In ways no speaker had before, the M6 showed me the true extent of Krug’s uncanny vocal variability. I was really impressed by how the Swans feathered out each nuance and detail with apparent nonchalance, i.e. without any emphasis in the respective registers. On "Sonntag" for example Krug exploits a solo passage to transform his voice into a type of human tenor sax. Jazz would call it scatting but to pin Krug with that tattered label would be insulting given the extremely self-conscious utterly unnecessary stuttering of others who simply want to feel very jazzy for a moment. Not Krug. "Wop Wop Wopdeewop" he goes for 16 long bars in which he transforms his pipe into a virile buck in heat.


It didn’t matter one iota that Krug occasionally pushed the vocal track of the open-reel recorder into saturation and minor overload. Here it simply added extra spice and over the M6 made for massive fun. Krug’s voluminous baritone had depth, impact and mass. All this changed on "Baden gehen" on lyrics already and the accompanying Dada-ist musical character. Here Krug sings in a seductive head voice. Again the M6 tracked the tiniest dynamic gradations and timbre nuances of his vocal exploits which are so fetchingly liberated from the usual studio chicanery. Sibilants had authentic bite to weave the voice into the surrounding action without feeling highlighted or foregrounded. In general vocal differentiation was a true forté of the Swans. I’d recommend to listen to the M6 with an older recording that was cut pre compression limiters. The scope of nuance on tap will truly shock you.

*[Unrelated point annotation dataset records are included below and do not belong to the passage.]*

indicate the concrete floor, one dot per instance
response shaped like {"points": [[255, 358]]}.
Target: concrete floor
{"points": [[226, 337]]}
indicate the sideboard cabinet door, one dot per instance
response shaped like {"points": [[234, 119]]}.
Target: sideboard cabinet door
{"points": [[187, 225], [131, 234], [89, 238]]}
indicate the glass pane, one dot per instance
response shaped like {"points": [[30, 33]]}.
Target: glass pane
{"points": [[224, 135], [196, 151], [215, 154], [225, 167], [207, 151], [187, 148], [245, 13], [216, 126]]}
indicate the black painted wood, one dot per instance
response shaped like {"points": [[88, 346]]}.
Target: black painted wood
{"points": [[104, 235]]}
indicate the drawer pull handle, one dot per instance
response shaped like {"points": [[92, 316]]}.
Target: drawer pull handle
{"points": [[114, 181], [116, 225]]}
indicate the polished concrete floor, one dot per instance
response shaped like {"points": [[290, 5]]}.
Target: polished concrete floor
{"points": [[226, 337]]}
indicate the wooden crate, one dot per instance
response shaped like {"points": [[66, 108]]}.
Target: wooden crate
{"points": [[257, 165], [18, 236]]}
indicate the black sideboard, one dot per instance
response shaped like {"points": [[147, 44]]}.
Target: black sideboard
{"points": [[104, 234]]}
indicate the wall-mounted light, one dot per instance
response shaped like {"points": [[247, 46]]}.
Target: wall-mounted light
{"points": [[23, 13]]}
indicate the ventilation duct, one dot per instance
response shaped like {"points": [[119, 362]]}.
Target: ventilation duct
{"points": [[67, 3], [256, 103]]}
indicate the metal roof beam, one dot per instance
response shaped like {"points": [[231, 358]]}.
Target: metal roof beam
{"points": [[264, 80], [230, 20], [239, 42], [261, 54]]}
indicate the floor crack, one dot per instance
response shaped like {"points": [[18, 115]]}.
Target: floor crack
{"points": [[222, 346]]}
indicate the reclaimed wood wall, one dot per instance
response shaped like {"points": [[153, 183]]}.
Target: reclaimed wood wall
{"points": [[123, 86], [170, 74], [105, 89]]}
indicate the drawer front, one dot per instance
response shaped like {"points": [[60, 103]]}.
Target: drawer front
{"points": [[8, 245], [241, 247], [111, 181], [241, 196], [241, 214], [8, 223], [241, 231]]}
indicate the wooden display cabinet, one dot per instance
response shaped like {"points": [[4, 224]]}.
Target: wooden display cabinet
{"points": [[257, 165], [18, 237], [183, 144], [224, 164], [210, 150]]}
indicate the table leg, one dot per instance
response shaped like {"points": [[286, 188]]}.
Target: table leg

I was equally smitten with soundstaging to believe that the deliberately broad off-axis response cultivated with the two top drivers behaved as promised. I actually noted this with the very first bar the M6 produced whilst I was engrossed in a Monopoly session with my daughter. For that we enjoy hunkering down on the living room floor where said Manfred Krug album often accompanies us. This entails me sitting more or less directly in front of the left speaker. Though the right M6 stood 3 meters removed and blew into the room past rather than at me, the Swans still managed a respectable degree of dimensional soundstaging. This album pans the guitars, brass, strings and piano across a rather generous stereo panorama and particularly so for the female backup chorus which sneaks into the action here and there. All this translated surprisingly well despite my truly disadvantageous listening position. Obviously the M6 too has its real sweet spot but a lot of pleasure gets shared with even very sub-optimal conditions. This I found very sympathetic to consider it a solid contributor to the real-life usefulness of this speaker design.